For this test to work the markdown.md
file needs to be created in the scanner/
directory. Fill it with the example we already used before:
1### Heading 3
Now we can append the following to our TestExample
function:
1// scanner/scanner_test.go
2package scanner
3
4import "testing"
5
6func TestExample(t *testing.T) {
7 s := New("./markdown.md")
8 s.Lex()
9 tokens := s.Tokens()
10
11 expectedTokens := []uint {
12 HASH,
13 HASH,
14 HASH,
15 TEXT,
16 NEWLINE,
17 }
18
19 if len(tokens) != len(expectedTokens) {
20 t.Errorf("expected %d tokens, got: %d", len(expectedTokens), len(tokens))
21 }
22}
We define the token kinds we expect in the expectedTokens
array, after that we compare the length of the tokens we got after scanning and the length of the array we just defined. If they didn’t match we did something wrong.

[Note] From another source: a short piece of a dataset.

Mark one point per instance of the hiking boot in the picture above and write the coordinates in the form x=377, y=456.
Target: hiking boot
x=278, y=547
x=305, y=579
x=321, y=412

To check if all tokens we matched are correct we need to loop over them to check if the current token we expect matches the current token we scanned:
1// scanner/scanner_test.go
2package scanner
3
4import "testing"
5
6func TestExample(t *testing.T) {
7 s := New("./markdown.md")
8 s.Lex()
9 tokens := s.Tokens()
10
11 expectedTokens := []uint {
12 HASH,
13 HASH,
14 HASH,
15 TEXT,
16 NEWLINE,
17 }
18
19 if len(tokens) != len(expectedTokens) {
20 t.Errorf("expected %d tokens, got: %d", len(expectedTokens), len(tokens))
21 }
22
23 for i, token := range tokens {
24 if expectedTokens[i] != token.Kind {
25 t.Errorf("expected %d [%s], got %d [%s] for token %d",
26 expectedTokens[i], TOKEN_LOOKUP_MAP[expectedTokens[i]], token.Kind, TOKEN_LOOKUP_MAP[token.Kind], i,
27 )
28 }
29 }
30}
So thats it, now you are able to write a lexer for markdown and test if everything worked out correctly.